Ich kenne nur wenige Leute, welche gerne Steuern zahlen, um das gesellschaftliche Umfeld zu erhalten. Ein bekannter Schweizer zahlt sogar schon Anfang des Jahres ein a-conto, was später abgerechnet wird.
Derzeit wird heftig über die Steuerflucht von Google, Amazon & Co. diskutiert, welche in den europäischen Ländern gewaltige Umsätze machen, aber kaum Steuern abliefern, sondern die Milliardengewinne in exotischen Steuerparadiesen horten. Mit diesen durch Gesetzeslücken legalen Transaktionen entgehen unter Hilfeleistung von Steuerberatern und Rechtsanwälten den hiesigen Finanzbehörden Milliardenbeträge. Bisher ist es noch nicht gelungen, diese „Hintertürchen“ zu schließen.

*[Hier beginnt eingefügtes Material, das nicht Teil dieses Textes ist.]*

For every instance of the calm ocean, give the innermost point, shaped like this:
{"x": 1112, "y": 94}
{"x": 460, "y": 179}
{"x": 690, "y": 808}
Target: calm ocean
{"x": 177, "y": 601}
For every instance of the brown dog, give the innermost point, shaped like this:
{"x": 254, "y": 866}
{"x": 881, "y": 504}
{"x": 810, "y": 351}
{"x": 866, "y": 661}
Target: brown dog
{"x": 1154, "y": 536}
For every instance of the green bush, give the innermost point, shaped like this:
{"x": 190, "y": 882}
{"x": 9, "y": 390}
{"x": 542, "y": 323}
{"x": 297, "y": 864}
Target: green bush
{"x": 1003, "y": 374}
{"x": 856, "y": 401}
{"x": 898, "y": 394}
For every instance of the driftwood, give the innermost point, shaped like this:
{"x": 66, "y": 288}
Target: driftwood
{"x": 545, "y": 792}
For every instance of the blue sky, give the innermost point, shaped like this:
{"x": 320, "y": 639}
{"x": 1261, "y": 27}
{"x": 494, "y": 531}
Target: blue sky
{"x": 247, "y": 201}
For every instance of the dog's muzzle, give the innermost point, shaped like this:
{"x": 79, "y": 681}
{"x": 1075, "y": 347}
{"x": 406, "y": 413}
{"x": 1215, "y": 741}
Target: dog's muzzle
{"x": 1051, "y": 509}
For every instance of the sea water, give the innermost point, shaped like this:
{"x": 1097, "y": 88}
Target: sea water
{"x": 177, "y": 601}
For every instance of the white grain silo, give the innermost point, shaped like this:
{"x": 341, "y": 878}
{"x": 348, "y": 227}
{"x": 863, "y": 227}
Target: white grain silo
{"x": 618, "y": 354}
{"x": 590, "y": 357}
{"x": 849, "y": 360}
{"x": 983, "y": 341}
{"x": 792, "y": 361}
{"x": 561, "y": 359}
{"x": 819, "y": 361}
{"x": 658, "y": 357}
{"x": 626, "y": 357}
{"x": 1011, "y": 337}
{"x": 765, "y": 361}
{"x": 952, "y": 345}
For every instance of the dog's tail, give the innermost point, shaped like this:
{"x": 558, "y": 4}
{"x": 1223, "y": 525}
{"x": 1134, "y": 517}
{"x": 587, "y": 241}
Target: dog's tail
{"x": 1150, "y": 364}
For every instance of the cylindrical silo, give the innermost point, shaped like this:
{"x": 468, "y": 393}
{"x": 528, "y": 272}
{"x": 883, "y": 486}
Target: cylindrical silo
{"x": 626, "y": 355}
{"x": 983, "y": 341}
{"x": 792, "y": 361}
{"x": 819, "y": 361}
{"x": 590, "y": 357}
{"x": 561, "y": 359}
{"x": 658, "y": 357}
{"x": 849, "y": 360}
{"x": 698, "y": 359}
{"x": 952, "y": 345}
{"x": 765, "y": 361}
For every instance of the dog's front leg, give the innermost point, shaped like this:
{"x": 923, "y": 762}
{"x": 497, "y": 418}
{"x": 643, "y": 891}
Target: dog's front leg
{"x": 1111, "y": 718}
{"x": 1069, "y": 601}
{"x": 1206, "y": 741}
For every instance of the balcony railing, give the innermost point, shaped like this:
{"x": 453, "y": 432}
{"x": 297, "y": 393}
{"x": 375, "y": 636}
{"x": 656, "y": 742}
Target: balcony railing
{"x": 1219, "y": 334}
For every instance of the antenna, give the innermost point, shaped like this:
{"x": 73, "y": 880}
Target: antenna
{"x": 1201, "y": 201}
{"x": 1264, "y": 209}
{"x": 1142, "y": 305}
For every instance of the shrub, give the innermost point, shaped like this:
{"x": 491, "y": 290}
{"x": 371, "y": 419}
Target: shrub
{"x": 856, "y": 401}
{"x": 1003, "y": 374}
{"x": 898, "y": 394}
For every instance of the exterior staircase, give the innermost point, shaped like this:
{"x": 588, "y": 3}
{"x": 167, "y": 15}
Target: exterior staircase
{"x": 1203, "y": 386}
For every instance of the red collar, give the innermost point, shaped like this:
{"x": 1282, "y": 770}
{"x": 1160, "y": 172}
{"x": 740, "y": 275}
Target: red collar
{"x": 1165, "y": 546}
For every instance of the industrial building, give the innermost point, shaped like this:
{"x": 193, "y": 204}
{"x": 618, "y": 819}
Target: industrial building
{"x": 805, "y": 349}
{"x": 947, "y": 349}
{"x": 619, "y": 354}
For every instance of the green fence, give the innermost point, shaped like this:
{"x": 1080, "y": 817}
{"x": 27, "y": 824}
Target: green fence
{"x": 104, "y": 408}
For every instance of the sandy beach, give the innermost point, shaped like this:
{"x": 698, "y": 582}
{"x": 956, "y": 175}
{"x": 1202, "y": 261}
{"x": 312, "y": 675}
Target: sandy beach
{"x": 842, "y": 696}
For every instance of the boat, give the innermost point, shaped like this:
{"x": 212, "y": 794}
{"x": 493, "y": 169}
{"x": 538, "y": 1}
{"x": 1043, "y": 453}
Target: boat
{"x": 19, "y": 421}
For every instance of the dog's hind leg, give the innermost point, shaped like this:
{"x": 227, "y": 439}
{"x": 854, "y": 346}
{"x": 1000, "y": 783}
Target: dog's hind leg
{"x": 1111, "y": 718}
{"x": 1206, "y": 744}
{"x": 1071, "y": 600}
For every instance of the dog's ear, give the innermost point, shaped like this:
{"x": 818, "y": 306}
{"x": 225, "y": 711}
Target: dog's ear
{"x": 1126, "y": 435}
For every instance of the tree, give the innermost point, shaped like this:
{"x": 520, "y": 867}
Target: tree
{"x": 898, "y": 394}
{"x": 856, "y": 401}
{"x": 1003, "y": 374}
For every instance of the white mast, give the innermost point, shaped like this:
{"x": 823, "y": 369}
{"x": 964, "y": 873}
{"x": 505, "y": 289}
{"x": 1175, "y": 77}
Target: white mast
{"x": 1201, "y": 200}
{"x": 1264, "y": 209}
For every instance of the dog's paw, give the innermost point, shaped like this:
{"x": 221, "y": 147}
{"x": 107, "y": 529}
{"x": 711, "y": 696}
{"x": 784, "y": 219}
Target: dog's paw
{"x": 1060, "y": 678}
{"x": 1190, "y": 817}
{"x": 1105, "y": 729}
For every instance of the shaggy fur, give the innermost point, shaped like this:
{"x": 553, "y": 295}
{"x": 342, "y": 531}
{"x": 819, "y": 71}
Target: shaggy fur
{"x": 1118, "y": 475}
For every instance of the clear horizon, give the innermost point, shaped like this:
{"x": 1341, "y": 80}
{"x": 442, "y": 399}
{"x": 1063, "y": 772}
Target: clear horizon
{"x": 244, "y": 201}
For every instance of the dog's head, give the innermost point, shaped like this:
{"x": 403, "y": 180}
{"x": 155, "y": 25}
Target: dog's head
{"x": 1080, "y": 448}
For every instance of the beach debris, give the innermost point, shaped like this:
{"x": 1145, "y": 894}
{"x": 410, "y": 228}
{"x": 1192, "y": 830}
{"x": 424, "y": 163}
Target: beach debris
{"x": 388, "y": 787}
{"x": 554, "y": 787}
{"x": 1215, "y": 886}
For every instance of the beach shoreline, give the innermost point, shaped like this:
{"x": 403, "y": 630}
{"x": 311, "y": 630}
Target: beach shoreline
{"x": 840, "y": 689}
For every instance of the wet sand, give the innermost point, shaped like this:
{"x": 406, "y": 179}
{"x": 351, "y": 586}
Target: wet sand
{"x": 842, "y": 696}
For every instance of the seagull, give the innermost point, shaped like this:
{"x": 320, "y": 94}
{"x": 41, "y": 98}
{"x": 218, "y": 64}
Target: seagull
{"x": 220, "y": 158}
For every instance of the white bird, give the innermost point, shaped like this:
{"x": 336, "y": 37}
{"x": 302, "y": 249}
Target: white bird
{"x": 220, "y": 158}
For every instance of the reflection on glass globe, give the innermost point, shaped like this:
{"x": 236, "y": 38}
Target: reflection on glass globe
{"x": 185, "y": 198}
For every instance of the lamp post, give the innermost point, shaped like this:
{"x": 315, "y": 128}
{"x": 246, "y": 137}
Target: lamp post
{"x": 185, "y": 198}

Ähnliches gilt für sog. Cum-cum bzw. Cum-Ex-Transaktionen, wo oft selbständige Investmentbanker (früher nur Banken) Milliarden an Gelder (noch legal) von den Finanzämtern erfolgreich erhalten. Der Trick besteht darin, dass Aktienpakete inländischer Besitzer zum Dividendenstichtag die Möglichkeit haben, nach Bezahlung der KEST diese mit Verlusten von anderen Wertpapiergeschäften gegenverrechnen, somit bekommt er etwas spätere die KEST wieder zurück. Großteils handelt es sich um ausländische Aktien, welche nur für einige Tage auf einen deutschen Besitzer (meist Banken) übertragen werden und diese dann eine Provision kassieren. Oft werden diese Papiere innerhalb eines Tages mehrmals im Ausland verkauft, um die wahren Besitzer zu verschleiern. Bei cum-ex-Geschäften geht es um sog. Leerverkäufe, d.h. die Wertpapiere existieren in Wirklichkeit gar nicht, sondern werden vorerst nur proforma verkauft. Dividendenerlöse gab es da in Wirklichkeit gar nicht. Dieses Spiel wird oft sogar mehrfach gemacht, um möglichst oft von der Steuerrückerstattung Gebrauch zu machen.
Nicht nur in Deutschland, auch andere europäische Länder sind davon mehr oder weniger betroffen. Offiziell spricht die Behörde von „illegitimen“ Geschäften, welche aber nicht gegen geltendes Recht verstoßen. Trotzdem versucht man seit Jahren, diese Schlupflöcher zu schließen.
Insgesamt rechnet man in den vergangenen zwei Jahrzehnten mit Beträgen von 50 bis 100 Milliarden €, welche so lukriert wurden (D: 31,8 Mrd., F: 17, I: 4,5, DK: 1,7, B: 0,2, A: 0,02 Mrd.). Nun gibt es überall Verfahren, um zumindest einen Teil wieder zurück zu bekommen.
Ein Detail: Ein Einmann-Pensionsfond aus den USA verlangte von der deutschen Finanz im Jahre 2011 einen dreistelligen Millionenbetrag zur Rückerstattung. Die umsichtige deutsche Beamtin schob dem aber einen Riegel vor und begann mit umfangreichen Ermittlungen. Der Antragsteller zog sein Verlangen aber schnell zurück und war anschließend in Dänemark erfolgreich.